Huawei accused of stealing trade secrets, spying in Pakistan
A worker waits for customers inside a Huawei store in Beijing, China, on June 2, 2021. (AP Photo)


Business Efficiency Solutions LLC (BES), a software company based in Buena Park, California, is suing Chinese tech giant Huawei in the California federal court for allegedly stealing its trade secrets following their work together on a project for the Pakistani government.

In the Wednesday complaint, BES also accused Huawei of using its technology to create a "backdoor" that allowed it to collect sensitive data "important to Pakistan's national security."

Huawei didn't immediately respond to a request for comment; neither did BES nor its lawyers Paul Tripodi and David Vondle of Akin Gump Strauss Hauer & Feld.

According to the complaint, Huawei subcontracted with BES in 2016 for its $150 million bid to develop software for a Pakistani government program providing new technology for police and law enforcement in Lahore.

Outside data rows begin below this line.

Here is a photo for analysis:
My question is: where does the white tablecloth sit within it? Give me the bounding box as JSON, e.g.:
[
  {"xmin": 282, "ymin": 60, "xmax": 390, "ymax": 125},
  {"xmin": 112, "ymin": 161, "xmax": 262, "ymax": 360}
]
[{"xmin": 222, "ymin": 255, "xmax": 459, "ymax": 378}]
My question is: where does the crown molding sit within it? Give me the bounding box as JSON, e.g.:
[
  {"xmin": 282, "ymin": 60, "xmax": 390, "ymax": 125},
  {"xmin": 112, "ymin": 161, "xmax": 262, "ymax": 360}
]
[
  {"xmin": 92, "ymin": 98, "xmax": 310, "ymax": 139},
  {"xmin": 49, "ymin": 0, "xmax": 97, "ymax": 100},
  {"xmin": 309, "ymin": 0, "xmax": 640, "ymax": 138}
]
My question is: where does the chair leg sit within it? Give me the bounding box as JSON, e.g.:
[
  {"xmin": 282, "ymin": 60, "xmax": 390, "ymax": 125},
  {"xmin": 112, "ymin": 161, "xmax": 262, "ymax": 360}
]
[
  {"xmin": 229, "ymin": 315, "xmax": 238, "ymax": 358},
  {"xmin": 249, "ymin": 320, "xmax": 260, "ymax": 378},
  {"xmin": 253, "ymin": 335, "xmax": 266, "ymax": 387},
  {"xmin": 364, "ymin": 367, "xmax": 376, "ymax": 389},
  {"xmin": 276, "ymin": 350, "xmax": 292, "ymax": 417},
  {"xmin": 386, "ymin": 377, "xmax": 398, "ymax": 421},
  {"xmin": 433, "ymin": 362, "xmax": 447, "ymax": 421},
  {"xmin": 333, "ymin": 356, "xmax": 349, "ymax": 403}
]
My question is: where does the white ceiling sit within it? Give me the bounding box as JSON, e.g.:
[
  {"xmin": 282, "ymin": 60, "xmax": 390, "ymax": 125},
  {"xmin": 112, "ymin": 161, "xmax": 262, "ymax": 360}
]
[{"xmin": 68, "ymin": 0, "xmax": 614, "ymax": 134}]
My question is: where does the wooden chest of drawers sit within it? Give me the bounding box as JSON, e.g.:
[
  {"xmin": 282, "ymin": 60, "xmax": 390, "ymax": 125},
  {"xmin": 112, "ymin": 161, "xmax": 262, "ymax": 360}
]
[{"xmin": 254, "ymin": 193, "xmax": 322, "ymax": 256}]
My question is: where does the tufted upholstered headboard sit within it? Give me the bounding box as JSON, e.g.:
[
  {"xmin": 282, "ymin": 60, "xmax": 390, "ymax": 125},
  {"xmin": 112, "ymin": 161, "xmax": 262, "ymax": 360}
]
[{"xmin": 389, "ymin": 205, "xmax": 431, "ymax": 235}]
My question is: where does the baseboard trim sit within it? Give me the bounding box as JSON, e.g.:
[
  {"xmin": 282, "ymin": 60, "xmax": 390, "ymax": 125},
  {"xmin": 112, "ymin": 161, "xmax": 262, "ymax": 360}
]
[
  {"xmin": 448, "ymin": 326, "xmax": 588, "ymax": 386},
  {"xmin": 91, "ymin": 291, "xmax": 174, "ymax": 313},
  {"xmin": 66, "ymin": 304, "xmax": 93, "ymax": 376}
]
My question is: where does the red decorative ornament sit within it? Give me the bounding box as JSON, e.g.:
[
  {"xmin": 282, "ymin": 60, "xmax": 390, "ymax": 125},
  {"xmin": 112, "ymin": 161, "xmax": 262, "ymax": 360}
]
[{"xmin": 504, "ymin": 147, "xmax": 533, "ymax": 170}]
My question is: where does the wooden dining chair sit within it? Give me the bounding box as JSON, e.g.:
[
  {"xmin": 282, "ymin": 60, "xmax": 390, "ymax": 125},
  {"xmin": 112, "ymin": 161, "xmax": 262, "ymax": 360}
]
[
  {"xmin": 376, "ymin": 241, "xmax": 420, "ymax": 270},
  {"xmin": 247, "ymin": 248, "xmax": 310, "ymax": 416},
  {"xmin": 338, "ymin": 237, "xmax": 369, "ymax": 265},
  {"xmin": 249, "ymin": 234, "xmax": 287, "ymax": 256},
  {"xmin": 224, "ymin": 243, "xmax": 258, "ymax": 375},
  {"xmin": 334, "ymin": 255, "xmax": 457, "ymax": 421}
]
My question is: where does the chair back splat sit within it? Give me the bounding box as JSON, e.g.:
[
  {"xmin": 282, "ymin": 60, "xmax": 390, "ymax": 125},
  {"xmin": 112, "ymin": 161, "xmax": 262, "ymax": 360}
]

BES said it created software for the project that collects data from government agencies, controls access to buildings, monitors social media and manages drones, among other things.

The eight software systems BES developed for the project included proprietary code, designs, diagrams and other information that are "valuable trade secrets at the core of BES's business," the complaint said.

Huawei officials allegedly demanded that BES send this information to the company in China for testing, and BES said it agreed to the demand but terminated its authorization to use the technology after Huawei revoked its access to the testing laboratory.

The complaint said Huawei has yet to return any of the confidential software design tools or uninstall the software, as BES said it had agreed to.

BES said Huawei later demanded it install its data-aggregation software – used by Pakistani law enforcement to collect and analyze "sensitive data from different sources and government agencies" – in its Chinese lab, "this time not merely for testing purposes but with full access to data at the Lahore Safe City project." BES said it agreed, under threat of termination and withheld payments, after Huawei said it had approval from the Pakistani government.

The complaint accused Huawei of using the software "as a backdoor from China into Lahore to gain access, manipulate, and extract sensitive data important to Pakistan's national security."

BES also said that Huawei never paid for some of its software, and that Huawei is misusing its trade secrets in similar "Safe City" projects in Pakistan and around the world.